Re: How is NBH (U0083) Implemented?

From: Ken Whistler <kenw_at_sybase.com>
Date: Mon, 08 Aug 2011 16:44:04 -0700

On 8/1/2011 7:26 AM, Naena Guru wrote:

This thread wandered off into an argument about whether U+FEFF ZWNBSP or
U+2060 WJ is best supported and which should be used to inhibit line breaks.
However, there are still several other issues which bear addressing in
Naena Guru's
questions:

> The Unicode character NBH (No Break Here: U0083) is understood as a
> hidden character that is used to keep two adjoining visual characters
> from being separated in operations such as word wrapping.
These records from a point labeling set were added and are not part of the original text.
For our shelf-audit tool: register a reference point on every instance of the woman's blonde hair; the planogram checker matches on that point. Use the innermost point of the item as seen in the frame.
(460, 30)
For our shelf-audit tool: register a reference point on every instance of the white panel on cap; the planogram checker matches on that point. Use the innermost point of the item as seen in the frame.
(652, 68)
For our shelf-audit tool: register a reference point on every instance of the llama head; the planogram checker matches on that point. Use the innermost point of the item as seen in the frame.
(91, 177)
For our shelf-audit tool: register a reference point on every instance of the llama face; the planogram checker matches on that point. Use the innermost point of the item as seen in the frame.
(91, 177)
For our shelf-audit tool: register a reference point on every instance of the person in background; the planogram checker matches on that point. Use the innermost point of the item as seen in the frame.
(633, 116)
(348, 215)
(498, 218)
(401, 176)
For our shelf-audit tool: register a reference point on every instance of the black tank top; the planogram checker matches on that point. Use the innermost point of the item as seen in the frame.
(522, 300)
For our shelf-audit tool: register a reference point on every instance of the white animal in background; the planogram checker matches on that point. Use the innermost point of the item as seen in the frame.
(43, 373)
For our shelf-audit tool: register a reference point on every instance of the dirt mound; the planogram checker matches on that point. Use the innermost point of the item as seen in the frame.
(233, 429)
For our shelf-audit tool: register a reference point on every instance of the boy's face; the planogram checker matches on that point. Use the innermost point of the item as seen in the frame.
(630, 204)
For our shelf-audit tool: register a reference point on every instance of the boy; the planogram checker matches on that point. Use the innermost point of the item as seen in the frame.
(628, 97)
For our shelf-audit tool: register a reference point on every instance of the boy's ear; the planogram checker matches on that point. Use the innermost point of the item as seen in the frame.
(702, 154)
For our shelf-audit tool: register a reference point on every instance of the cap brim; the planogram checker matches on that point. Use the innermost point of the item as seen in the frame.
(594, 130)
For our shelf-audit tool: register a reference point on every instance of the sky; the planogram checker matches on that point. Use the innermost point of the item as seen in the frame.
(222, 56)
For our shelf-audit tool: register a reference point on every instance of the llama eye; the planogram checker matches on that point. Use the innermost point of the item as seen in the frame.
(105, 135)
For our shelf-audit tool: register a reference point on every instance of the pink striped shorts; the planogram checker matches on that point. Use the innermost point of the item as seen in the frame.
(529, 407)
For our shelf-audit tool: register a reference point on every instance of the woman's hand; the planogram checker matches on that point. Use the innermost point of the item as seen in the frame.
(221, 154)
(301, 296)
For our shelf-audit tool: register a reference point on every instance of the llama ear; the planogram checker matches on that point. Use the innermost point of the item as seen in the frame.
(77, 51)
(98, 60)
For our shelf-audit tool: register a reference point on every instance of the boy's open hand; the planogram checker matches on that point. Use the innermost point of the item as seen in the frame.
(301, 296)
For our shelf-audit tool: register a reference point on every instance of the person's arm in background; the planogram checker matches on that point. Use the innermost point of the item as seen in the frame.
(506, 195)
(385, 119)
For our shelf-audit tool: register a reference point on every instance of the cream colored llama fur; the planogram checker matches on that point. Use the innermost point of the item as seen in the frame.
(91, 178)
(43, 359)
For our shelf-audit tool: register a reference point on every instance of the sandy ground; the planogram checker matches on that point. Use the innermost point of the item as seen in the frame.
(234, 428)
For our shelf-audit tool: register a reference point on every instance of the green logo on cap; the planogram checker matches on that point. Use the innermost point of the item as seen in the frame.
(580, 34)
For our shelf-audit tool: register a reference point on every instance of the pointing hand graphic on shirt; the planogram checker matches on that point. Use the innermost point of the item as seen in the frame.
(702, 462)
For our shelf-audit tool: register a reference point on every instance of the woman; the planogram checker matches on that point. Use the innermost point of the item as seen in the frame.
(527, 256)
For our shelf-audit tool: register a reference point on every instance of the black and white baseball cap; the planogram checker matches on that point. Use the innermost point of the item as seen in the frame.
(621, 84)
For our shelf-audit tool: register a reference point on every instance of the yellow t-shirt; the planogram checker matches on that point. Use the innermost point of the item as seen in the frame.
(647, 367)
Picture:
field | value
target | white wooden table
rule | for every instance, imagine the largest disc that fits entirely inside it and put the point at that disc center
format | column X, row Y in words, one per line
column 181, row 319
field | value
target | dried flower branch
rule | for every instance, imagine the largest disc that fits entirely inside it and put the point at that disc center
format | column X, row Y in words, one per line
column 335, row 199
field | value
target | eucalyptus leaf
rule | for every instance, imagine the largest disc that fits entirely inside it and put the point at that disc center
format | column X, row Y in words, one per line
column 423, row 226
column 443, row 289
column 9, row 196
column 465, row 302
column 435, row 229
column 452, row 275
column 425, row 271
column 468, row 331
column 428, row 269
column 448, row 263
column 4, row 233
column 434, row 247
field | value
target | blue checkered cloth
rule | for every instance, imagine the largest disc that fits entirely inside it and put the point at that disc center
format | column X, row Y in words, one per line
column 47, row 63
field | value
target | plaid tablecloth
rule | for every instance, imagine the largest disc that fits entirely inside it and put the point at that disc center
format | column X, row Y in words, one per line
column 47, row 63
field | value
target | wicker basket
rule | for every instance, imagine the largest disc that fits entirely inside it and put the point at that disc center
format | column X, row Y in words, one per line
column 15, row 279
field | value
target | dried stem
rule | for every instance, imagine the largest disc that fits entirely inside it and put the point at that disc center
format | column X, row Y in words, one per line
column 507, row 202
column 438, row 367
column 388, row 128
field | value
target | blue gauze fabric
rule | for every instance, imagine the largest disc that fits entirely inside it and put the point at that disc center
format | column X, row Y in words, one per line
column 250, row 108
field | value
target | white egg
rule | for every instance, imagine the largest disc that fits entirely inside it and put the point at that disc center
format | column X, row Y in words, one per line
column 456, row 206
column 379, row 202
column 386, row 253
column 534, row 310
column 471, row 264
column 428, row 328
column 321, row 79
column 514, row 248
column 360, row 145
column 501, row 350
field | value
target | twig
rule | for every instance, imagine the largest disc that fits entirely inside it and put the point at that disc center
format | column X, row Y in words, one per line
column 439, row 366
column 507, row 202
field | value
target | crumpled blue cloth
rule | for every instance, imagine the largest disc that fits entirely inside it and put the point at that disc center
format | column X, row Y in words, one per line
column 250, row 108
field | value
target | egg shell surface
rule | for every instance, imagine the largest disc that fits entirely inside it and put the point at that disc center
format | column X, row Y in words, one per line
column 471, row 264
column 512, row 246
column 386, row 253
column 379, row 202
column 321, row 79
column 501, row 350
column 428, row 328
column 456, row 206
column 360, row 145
As Jukka noted, U+0083 is a C1 control code, whose semantics is not actually
defined by the Unicode Standard. Its function in ISO 6429 is to
represent the
control function "No Break Here". U+0083 is unlikely to be supported
(except for
pass-through) by any significant Unicode-based software as a control
function.
Its only implementation was likely for some terminal-based software in
what are now
basically obsolete systems.

See the wiki on the topic of C0 and C1 control codes for a quick summary
of the
status of various control codes and their implementation:

http://en.wikipedia.org/wiki/C0_and_C1_control_codes

> It seems to be similar to ZWJ (Zero Width nonJoiner: U200C) in that it
> can prevent automatic formation of a ligature as programmed in a font.

U+200C ZWNJ is the Unicode format control whose function is to break cursive
connection between adjacent characters. That is a different and distinct
function
from indicating the position of an inhibited line break.
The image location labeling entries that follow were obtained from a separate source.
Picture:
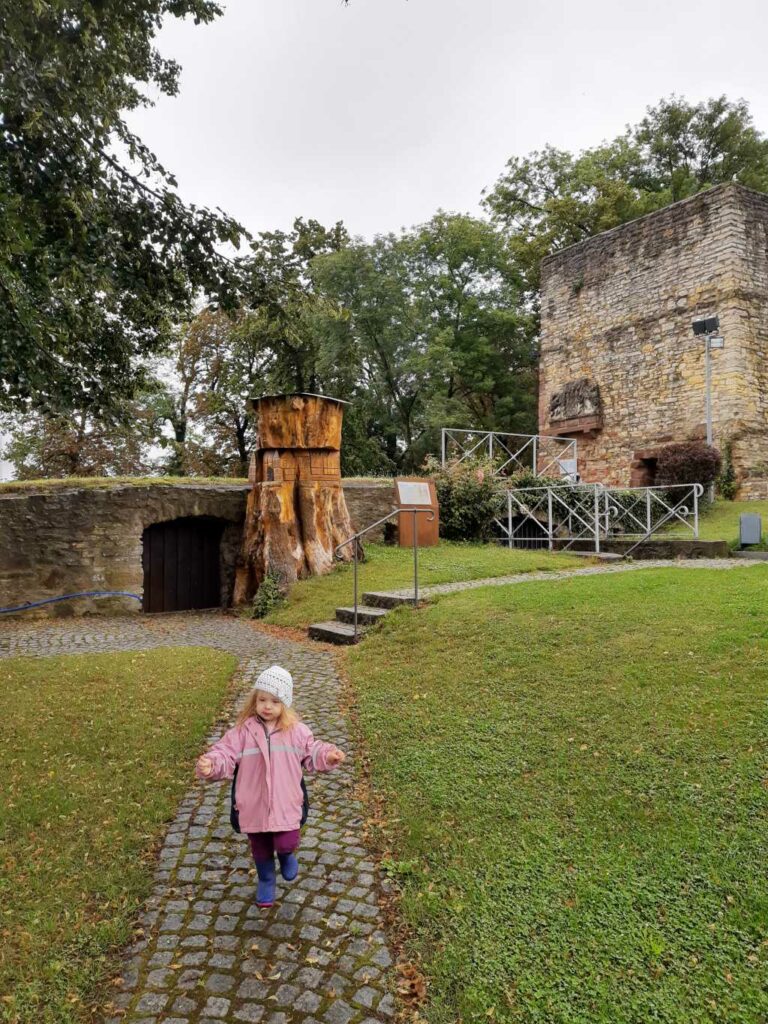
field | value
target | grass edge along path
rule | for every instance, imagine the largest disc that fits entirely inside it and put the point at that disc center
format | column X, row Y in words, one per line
column 97, row 755
column 389, row 567
column 579, row 805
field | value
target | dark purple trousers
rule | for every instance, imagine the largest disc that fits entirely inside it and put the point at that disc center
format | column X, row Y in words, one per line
column 265, row 845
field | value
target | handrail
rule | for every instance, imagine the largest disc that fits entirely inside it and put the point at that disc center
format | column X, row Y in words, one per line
column 361, row 532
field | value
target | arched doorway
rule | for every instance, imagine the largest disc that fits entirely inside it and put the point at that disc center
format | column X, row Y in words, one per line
column 181, row 562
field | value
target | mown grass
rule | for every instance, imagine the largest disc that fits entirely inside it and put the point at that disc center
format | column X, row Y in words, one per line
column 96, row 754
column 388, row 567
column 720, row 521
column 577, row 773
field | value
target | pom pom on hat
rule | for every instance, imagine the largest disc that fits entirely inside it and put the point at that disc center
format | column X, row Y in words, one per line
column 276, row 681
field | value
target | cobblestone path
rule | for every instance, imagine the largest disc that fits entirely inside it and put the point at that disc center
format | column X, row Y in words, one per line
column 654, row 563
column 209, row 955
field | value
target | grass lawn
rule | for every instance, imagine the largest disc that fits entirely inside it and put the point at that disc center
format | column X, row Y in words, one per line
column 577, row 777
column 388, row 567
column 721, row 521
column 97, row 751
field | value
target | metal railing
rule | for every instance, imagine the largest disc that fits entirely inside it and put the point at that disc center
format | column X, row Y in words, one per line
column 355, row 540
column 541, row 516
column 544, row 455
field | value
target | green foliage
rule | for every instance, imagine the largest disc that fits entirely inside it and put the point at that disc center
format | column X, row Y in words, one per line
column 426, row 329
column 580, row 792
column 469, row 497
column 727, row 480
column 79, row 443
column 687, row 462
column 97, row 252
column 552, row 199
column 269, row 596
column 98, row 753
Also, it is important to recognize that the insertion of *any* random
control code between
two characters may end up preventing automatic formation of a font
ligature, if it isn't
accounted for in the font tables. That does not imply that insertion of
random control
codes (including U+0083) is a recommended way of inhibiting ligature
formation for
a pair of characters in a particular font.
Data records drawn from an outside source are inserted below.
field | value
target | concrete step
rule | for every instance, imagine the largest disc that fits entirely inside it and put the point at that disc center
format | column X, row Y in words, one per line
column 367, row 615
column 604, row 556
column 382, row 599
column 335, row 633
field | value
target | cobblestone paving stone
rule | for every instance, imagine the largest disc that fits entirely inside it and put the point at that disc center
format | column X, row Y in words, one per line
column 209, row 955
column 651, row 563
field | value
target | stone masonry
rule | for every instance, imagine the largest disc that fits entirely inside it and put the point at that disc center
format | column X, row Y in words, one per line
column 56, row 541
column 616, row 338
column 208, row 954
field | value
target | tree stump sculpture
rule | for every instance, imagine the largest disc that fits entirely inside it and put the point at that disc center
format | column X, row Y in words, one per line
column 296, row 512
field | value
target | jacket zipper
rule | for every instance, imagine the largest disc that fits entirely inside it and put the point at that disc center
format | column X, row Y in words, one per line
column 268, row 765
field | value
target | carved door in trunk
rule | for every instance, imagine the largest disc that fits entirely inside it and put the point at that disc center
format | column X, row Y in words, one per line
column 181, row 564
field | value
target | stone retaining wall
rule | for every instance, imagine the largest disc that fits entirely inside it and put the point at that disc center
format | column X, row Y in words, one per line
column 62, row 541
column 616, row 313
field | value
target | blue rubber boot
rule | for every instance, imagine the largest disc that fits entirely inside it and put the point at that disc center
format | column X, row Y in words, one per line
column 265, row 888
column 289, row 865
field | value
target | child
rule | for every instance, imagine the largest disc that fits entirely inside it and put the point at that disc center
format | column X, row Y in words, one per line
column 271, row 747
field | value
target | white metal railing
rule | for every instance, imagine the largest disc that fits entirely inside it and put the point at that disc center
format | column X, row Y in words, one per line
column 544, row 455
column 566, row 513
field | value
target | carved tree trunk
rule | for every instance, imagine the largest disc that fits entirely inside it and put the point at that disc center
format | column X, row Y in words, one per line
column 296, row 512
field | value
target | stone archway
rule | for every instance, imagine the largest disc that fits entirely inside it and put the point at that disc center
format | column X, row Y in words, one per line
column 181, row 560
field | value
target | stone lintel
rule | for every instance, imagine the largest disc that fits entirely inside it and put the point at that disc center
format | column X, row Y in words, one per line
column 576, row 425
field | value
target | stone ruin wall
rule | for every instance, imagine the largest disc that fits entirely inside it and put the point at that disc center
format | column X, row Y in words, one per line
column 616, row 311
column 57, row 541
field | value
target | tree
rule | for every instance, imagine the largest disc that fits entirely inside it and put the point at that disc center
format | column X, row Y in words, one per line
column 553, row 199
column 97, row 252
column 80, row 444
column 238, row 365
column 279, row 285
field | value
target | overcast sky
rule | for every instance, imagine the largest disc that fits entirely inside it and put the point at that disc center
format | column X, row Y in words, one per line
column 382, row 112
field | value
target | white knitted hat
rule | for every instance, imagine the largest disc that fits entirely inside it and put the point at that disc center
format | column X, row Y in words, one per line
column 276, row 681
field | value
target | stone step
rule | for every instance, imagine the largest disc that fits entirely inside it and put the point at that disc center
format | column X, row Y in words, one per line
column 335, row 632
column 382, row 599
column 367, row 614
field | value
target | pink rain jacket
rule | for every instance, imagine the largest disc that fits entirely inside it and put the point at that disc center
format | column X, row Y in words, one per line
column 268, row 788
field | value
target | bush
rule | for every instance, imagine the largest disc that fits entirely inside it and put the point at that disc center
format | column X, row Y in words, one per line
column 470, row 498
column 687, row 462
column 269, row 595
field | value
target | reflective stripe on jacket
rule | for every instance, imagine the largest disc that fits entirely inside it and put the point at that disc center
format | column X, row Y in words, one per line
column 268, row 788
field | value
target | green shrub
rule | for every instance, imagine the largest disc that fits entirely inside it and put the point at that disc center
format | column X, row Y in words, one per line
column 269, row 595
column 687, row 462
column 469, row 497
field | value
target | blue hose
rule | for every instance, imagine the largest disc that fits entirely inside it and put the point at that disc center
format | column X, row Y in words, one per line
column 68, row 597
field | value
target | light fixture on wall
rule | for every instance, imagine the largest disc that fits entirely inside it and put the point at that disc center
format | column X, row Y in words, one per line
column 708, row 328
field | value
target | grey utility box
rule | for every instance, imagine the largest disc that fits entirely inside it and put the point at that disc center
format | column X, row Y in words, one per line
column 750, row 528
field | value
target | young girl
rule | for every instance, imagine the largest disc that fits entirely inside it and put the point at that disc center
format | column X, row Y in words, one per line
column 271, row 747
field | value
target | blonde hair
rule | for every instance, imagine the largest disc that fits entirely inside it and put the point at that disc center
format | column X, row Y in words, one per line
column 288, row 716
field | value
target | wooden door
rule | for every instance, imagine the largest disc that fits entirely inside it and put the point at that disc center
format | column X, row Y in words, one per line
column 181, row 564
> However, it seems to me that an NBH evokes a question mark (?) Is this
> an oversight by implementers or am I making wrong assumptions?

Because most control codes, including nearly all of the C1 control
codes, are unsupported
by typical Unicode-based text processing software, it is not too
surprising that insertion
of U+0083 in text would result in a "?" or other indication of an
unsupported and/or undisplayable
character.
>
> There is also the NBSP (No-break Space: U00A0), which I think has to
> be mapped to the space character in fonts, that glues two letters
> together by a space. If you do not want a space between two letters
> and also want to prevent glyph substitutions to happen, then NBH seems
> to be the correct character to use.

No. And that leads to the discussion which followed, about U+FEFF and
U+2060.
>
> NBH is more appropriate for use within ISO-8859-1 characters than
> ZWNJ, because the latter is double-byte.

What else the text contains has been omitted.